風呂場のリバース
和輝は、一向に収まらない自分の興奮に、ガンガンする頭を押さえながら一旦起き上がり、既に自分を締め付ける存在でしかないズボンを脱いで、再びソファーに横になった。
そして、悪心が収まっていないにもかかわらず、固くなった自分の一物に右手を持っていき、そのいきり立つ一物をなだめるようにゆっくりと上下になで始めた。
いつもであれば、その一物の先っぽに向かって、熱い液が押し寄せるのだが、この時は違った。
先ほどまではなんとか我慢のできていた悪心が一気に度を増して胃の底から上に向けて上がってきたのだ。
「あっ……だめだ」
そう思うと、一物を握っていた右手を放し、その手で口を押えた。
「うぇ うぇ」声にならない声を上げながら、何とか初めの胃からの進撃は押し返すことができた。
しかし、すぐに第二陣の進撃が開始され、これを再び押し返すことは既に不可能であった。

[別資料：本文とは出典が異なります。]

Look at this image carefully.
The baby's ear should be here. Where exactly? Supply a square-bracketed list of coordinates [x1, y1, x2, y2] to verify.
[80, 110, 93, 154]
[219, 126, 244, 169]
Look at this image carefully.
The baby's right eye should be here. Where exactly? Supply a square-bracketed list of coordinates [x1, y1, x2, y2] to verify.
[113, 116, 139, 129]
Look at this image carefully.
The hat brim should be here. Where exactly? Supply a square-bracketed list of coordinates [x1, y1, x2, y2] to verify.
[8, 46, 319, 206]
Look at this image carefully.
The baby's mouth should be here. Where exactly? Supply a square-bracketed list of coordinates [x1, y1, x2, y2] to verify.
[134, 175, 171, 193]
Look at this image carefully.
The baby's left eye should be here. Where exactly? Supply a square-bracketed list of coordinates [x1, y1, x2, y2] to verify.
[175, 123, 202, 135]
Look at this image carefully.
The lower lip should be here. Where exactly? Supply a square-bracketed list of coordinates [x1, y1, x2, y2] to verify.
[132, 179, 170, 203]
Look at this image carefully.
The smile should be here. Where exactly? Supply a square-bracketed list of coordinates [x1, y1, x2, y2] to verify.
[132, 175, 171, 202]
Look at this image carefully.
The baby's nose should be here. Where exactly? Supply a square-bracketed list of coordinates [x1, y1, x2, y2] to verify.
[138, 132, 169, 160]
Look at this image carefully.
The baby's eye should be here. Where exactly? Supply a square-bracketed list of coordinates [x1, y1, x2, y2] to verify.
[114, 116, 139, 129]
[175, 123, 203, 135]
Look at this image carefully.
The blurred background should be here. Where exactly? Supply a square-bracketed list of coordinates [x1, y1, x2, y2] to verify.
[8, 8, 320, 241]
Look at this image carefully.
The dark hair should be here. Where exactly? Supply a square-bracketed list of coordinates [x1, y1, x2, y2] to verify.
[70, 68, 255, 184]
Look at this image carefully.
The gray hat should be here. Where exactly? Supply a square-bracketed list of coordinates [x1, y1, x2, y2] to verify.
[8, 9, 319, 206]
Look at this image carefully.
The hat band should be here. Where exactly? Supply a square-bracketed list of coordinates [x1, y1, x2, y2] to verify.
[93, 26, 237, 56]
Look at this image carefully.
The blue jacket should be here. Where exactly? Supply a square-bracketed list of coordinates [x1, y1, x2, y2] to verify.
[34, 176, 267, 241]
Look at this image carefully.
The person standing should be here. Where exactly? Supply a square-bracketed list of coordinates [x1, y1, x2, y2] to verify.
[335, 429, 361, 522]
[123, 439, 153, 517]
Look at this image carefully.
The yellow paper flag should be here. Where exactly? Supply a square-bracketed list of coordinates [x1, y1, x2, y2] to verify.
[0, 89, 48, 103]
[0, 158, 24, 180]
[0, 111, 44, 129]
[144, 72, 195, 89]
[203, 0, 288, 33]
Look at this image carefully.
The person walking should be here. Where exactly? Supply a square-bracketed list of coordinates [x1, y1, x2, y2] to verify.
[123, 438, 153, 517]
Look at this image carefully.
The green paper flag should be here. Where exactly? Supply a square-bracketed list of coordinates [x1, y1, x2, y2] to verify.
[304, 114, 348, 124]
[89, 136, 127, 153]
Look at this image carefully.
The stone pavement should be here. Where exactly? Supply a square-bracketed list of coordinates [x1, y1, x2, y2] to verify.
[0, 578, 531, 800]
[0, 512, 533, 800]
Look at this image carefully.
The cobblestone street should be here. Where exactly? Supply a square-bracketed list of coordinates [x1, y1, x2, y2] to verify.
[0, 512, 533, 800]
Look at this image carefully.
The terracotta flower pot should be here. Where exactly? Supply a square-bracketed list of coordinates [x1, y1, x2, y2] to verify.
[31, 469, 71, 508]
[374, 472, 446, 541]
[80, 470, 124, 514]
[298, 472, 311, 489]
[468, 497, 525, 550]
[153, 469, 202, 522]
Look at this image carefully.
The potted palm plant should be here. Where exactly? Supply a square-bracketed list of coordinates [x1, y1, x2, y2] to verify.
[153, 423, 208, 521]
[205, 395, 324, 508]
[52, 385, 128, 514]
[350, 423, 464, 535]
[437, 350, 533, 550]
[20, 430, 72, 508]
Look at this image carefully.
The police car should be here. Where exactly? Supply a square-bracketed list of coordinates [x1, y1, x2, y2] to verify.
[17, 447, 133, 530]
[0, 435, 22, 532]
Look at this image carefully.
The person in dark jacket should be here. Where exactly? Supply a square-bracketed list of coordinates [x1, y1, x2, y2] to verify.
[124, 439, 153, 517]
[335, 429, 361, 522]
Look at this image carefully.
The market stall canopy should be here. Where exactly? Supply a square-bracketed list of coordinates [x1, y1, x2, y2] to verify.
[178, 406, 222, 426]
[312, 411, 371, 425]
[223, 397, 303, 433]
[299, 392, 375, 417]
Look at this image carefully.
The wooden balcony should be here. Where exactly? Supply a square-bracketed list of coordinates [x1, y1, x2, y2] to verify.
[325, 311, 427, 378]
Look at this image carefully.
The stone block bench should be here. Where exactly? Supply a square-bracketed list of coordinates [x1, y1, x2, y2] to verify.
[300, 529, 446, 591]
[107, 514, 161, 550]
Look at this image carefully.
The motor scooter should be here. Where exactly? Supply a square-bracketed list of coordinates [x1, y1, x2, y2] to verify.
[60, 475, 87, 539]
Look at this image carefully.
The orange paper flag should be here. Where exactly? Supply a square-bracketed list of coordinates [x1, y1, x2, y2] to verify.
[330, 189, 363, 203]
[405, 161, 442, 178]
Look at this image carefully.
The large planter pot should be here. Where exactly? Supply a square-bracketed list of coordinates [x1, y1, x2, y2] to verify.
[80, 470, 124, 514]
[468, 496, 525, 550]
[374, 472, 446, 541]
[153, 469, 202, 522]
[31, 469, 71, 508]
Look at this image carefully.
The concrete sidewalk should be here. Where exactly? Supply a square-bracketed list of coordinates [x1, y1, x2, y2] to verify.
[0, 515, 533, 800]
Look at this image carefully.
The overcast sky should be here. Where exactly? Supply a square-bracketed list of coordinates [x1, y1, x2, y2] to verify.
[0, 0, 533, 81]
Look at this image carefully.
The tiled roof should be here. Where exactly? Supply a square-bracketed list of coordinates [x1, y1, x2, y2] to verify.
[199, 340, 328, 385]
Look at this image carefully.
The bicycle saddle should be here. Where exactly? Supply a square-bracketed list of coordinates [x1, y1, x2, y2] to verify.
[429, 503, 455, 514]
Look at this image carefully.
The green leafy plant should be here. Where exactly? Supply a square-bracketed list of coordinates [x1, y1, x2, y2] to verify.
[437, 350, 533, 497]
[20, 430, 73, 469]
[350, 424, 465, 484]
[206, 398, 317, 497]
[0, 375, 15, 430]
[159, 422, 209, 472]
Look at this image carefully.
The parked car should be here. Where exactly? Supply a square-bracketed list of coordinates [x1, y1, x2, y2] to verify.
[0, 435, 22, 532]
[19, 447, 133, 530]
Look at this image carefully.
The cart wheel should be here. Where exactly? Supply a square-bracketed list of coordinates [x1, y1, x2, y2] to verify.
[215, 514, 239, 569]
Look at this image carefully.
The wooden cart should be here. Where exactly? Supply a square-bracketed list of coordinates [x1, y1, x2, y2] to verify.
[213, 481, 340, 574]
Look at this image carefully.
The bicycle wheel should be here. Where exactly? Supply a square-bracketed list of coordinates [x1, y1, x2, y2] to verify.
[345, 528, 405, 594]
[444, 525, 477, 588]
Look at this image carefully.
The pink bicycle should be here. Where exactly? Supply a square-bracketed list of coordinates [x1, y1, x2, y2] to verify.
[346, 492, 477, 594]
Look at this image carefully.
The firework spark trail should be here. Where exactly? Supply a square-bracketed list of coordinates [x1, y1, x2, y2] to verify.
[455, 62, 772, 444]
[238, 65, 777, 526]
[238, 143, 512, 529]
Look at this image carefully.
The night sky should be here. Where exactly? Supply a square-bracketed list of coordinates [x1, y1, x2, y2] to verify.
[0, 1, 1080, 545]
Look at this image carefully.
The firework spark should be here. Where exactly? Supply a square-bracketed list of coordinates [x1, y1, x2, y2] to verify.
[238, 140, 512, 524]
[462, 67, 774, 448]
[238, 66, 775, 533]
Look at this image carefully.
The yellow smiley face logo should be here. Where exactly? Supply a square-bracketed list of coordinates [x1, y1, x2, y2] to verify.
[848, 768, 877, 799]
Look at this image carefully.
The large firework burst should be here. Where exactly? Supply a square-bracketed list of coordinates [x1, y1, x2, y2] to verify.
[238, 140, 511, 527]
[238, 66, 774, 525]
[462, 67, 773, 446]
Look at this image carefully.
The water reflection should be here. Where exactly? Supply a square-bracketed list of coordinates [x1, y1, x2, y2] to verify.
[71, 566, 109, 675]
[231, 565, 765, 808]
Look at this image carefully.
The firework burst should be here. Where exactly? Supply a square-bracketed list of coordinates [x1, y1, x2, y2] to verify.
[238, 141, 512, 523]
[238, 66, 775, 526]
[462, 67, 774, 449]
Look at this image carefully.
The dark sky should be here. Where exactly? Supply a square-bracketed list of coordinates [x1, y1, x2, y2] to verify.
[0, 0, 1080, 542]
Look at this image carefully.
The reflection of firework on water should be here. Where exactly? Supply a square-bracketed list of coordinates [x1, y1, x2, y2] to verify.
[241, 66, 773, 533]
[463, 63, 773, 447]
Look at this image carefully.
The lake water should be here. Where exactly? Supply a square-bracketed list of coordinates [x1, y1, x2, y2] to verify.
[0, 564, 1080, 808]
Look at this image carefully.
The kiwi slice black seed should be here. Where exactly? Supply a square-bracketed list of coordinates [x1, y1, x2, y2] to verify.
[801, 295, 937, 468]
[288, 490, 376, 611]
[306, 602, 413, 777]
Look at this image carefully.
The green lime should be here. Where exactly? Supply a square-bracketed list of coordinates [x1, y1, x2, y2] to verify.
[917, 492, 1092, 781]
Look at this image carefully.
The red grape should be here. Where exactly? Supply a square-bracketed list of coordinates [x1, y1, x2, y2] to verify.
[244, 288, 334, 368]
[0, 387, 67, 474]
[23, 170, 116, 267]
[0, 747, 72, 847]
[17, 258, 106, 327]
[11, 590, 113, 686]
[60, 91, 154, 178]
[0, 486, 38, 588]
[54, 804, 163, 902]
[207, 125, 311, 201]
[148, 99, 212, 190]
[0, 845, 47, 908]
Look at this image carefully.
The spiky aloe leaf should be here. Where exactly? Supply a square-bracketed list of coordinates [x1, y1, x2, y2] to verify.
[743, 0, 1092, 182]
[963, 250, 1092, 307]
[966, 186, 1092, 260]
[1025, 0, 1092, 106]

和輝は、右手で口を押えたまま、ソファーから飛び起きると、響子がシャワーを浴びているバスルームに駆け行った。
一刻の猶予もなかった。
奥に響子のいるバスルームのドアを「ドンドン」と乱暴にたたき、押し寄せる悪心を我慢しながら「響子さん、気分悪い……入っていいですか?」と、大声で訴えた。
中から聞こえていたシャワーの音がやんだ。
「なに? 覗いちゃダメって言ったじゃない?」
響子の返答は、至極もっともな冷静なものであった。
「だけど、俺、もう吐きそうで、ダメ……」すでに、和輝は泣きべそをかいていた。
「えっ? 気分が悪いの?」一刻を争う和輝とは対照的に、響子の返しは悠長なものであった。
「もうダメだって」
その時、初めて和輝の尋常でない様子に気づいた響子は慌てて、「吐きそうなの?カギ掛かってないから、早く入んなさい」と言ったが、その言葉が終わるか終わらないかの前に、右手で口を押えた和輝がその狭い部屋になだれ込んだ。
そして、便器に顔を持っていきながらも、そのフタを開ける余裕はなく「ブハ!」と必死に体内に留まらせていたアルコールの混ざった胃液を口を押えていた指の間からあたり一面にぶちまけた。
そのとたん、「シャー」という音とともにシャワーカーテンが開いた。
「なに? やっちゃった?」
和輝の頭の上から響子の声がした。
「ごめんなさい」
抑え込んでいた胃液を一気に吐き出してとりあえず気持ちの戻った和輝が、顔を声のした方に向けた。
そこには、響子の真っ白な裸体があった。
「あっ! ごめんなさい」和輝は急いで目を伏せた。
「あ~あっ 派手にやっちゃったわね。壁にまで飛び散ってるじゃん」
そう言うと、響子は持っていたシャワーの湯を、和輝が汚した壁に向けた。
和輝は、再び「ごめんなさい」と謝った。
そのとたん「シャー」というシャワーの音とともに、和輝の頭にシャワーの湯がかかった。
「わっ! わっ!」あわてる和輝を無視して、そのシャワーの湯は和輝の身体にまで下がった。
着ているTシャツとパンツがびしょ濡れになった。
「わっ わっ わっ」という和輝の声に「もう、全部洗ったげるから、そこで全部脱いで、こっち来なさい」
シャワーの湯を和輝に浴びせながら響子は大笑いをしていた。